スミレ科スミレ属

ヒトツバエゾスミレ×フイリフモトスミレ

Viola eizanensis var. simplicifolia × V. sieboldii f. variegata

ヒトツバエゾスミレ×フイリフモトスミレ
群馬県 2009. 4. 18

ヒトツバエゾスミレ×フイリフモトスミレ
群馬県 2009. 4. 18


通いはじめてからもう10年近く経つ北関東の某山には,フイリフモトスミレが無数に生えている。 登山道脇にひしめく彼らの花の表情を眺めるのは,毎春のささやかな楽しみのひとつだ。

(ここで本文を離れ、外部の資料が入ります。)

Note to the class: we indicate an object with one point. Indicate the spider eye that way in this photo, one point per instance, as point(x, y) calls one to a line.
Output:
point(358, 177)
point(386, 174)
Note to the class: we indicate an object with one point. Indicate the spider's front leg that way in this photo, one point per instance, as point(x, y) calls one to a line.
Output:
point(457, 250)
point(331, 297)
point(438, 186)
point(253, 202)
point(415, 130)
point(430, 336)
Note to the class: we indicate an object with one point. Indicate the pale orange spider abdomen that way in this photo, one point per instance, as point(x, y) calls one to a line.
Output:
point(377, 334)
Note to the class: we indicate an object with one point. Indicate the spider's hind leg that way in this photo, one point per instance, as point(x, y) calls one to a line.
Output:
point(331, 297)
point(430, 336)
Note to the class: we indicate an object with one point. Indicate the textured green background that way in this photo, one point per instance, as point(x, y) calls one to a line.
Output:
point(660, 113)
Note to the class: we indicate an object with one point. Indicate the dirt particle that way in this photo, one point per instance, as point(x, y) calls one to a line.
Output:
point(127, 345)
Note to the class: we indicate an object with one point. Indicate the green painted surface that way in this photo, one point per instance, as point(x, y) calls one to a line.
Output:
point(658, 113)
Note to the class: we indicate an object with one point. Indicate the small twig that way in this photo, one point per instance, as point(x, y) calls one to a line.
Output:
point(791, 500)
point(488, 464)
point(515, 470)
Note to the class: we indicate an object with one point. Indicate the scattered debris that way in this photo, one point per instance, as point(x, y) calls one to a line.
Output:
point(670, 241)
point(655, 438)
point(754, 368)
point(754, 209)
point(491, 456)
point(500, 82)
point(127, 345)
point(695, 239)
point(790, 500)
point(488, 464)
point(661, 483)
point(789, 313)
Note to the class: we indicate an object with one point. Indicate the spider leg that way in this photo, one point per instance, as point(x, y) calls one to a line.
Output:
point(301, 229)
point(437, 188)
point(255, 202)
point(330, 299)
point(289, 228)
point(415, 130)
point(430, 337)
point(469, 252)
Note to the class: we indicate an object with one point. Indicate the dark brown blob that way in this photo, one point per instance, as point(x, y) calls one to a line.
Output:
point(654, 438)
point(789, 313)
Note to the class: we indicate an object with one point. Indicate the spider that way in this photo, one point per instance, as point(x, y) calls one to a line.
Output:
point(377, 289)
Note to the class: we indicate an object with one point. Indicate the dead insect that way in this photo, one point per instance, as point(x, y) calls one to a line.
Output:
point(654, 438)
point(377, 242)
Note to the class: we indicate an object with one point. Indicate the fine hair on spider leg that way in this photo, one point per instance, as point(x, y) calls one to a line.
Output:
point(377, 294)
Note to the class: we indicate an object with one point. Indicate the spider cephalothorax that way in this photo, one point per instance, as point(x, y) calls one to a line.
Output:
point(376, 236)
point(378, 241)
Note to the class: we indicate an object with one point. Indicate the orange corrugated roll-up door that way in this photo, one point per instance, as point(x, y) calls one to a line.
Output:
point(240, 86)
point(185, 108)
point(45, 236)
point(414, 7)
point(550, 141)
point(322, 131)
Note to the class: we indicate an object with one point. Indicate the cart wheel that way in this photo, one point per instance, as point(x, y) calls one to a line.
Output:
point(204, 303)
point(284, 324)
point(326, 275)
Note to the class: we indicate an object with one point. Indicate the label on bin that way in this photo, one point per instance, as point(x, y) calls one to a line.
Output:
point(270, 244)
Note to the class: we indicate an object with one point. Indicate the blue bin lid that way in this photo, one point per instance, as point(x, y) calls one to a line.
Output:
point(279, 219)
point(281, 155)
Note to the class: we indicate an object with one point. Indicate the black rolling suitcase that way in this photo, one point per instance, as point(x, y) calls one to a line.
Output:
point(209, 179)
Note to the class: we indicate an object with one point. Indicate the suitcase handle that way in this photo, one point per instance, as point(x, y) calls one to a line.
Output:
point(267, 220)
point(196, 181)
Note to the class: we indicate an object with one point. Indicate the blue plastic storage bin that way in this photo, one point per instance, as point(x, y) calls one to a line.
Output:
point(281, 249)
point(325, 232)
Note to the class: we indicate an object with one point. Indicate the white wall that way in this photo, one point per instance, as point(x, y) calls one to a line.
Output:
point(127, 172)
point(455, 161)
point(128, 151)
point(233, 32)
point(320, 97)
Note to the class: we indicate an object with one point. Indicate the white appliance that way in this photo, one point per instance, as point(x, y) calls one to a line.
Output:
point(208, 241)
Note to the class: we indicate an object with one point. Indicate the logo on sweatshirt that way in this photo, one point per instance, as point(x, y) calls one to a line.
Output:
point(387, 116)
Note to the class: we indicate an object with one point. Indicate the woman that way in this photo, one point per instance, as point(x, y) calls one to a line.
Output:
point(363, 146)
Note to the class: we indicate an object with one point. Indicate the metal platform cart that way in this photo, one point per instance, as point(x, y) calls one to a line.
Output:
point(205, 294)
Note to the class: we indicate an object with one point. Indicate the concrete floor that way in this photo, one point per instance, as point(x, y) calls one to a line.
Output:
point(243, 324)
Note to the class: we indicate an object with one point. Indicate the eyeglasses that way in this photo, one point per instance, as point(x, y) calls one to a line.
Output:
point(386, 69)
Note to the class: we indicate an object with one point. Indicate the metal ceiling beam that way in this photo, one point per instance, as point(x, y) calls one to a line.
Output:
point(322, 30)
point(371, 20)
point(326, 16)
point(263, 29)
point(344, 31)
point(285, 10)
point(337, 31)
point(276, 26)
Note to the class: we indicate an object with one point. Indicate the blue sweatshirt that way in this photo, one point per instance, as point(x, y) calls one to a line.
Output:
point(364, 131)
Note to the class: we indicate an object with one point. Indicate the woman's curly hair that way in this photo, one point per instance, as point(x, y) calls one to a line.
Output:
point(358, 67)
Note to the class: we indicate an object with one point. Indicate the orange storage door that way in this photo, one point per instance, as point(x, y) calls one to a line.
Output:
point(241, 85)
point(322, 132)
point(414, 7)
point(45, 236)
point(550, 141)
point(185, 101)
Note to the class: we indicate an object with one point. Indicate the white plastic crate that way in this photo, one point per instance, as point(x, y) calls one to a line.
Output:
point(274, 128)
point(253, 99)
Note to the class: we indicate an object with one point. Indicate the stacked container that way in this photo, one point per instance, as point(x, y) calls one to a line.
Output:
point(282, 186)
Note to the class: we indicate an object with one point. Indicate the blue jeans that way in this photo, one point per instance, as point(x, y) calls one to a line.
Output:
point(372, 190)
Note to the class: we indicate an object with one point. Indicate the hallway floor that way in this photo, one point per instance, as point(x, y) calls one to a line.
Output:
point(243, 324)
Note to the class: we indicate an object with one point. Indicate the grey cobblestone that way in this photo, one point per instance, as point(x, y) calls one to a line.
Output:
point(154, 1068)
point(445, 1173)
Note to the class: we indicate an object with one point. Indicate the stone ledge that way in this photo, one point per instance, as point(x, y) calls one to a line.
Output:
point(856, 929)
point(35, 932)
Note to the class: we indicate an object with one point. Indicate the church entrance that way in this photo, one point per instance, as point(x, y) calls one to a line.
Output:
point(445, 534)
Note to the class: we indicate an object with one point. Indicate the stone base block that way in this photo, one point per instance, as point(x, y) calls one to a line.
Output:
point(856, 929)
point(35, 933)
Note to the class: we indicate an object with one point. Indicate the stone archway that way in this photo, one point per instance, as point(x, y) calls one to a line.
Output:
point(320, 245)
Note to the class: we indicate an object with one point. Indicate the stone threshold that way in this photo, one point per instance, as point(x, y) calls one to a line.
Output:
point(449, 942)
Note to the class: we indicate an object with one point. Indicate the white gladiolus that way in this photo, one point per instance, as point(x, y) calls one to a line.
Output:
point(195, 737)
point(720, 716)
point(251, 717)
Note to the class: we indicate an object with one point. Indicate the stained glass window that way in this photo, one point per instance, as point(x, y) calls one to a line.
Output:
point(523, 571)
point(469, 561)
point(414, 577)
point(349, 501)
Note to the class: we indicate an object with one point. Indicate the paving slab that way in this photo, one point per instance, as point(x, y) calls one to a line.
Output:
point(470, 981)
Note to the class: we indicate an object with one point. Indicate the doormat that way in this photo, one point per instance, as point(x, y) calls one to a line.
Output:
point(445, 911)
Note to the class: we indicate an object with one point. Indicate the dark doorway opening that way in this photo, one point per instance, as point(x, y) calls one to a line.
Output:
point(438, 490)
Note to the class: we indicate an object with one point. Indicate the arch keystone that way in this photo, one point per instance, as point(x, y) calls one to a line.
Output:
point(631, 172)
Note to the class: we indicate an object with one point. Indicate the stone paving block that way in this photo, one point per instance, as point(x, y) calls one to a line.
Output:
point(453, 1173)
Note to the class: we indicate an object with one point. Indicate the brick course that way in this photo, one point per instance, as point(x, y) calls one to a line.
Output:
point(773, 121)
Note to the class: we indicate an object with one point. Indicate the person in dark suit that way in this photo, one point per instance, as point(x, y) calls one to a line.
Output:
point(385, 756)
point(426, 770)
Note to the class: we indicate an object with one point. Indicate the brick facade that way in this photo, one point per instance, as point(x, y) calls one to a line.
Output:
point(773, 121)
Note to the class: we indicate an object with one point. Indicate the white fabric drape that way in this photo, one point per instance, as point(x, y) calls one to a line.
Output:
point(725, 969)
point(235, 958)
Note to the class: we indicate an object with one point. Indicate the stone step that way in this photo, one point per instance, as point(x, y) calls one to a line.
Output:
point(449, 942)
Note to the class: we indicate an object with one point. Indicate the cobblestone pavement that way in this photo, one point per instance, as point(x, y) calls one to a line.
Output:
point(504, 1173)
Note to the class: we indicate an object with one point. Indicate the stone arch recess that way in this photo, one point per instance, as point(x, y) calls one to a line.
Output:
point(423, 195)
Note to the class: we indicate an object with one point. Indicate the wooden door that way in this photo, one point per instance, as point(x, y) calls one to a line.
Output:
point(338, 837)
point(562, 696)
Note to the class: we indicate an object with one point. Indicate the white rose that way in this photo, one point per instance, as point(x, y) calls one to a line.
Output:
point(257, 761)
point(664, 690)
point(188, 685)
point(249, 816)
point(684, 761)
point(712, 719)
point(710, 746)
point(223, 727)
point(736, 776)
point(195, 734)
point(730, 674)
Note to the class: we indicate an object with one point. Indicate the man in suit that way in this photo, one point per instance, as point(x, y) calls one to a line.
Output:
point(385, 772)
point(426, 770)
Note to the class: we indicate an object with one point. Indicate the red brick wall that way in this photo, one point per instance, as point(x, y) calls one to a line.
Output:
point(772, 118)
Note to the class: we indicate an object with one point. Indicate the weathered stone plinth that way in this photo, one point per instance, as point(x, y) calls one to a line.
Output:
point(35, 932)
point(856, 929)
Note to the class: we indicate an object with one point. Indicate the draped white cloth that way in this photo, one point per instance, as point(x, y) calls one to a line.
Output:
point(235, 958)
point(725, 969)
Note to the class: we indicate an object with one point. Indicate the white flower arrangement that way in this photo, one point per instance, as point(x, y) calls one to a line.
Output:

ただ, その中におかしな個体が混ざっていることが前々から気になっていた。小粋なデザインはそのままに, 植物体全体,特に葉のサイズが妙に大きいのだ。

その生育状況と形態から,他の大型のスミレとの雑種なのは間違いなかった。初めは フイリヤシュウスミレ(片親はサクラスミレ)を疑ったが,ここではサクラスミレは滅多に見られない。 粗く大きく,かつ不揃いな鋸歯は,別の種との交雑を示唆している。それにしてもこの鋸歯,どこかで 見たことがあるような…とここまで考えて,ふと思い至った。この山にいくらでもある エイザンスミレの単葉品・ヒトツバエゾスミレのそれにそっくりではないか。

これまで,フイリフモトスミレがヒトツバエゾスミレと自然状態で交雑することを報告した文献はないようだ。 しかし,エイザンスミレとのハーフであるフイリスルガキクバスミレなどの存在を考えると,十分にありえる話である。

【生育地】 低山から山地にかけての林内
【生活史】 多年草
【花期】 4〜5月
【備考】 上記学名ではヒトツバエゾスミレが種子親のように書かれているが,交配の方向性は分からないのであくまで便宜的な表記である。写真の個体はどちらかというとヒトツバエゾスミレに似ているが,フイリフモトスミレに近い個体もあるので,現地では両方向の交配やもどし交配が成立しているのかもしれない。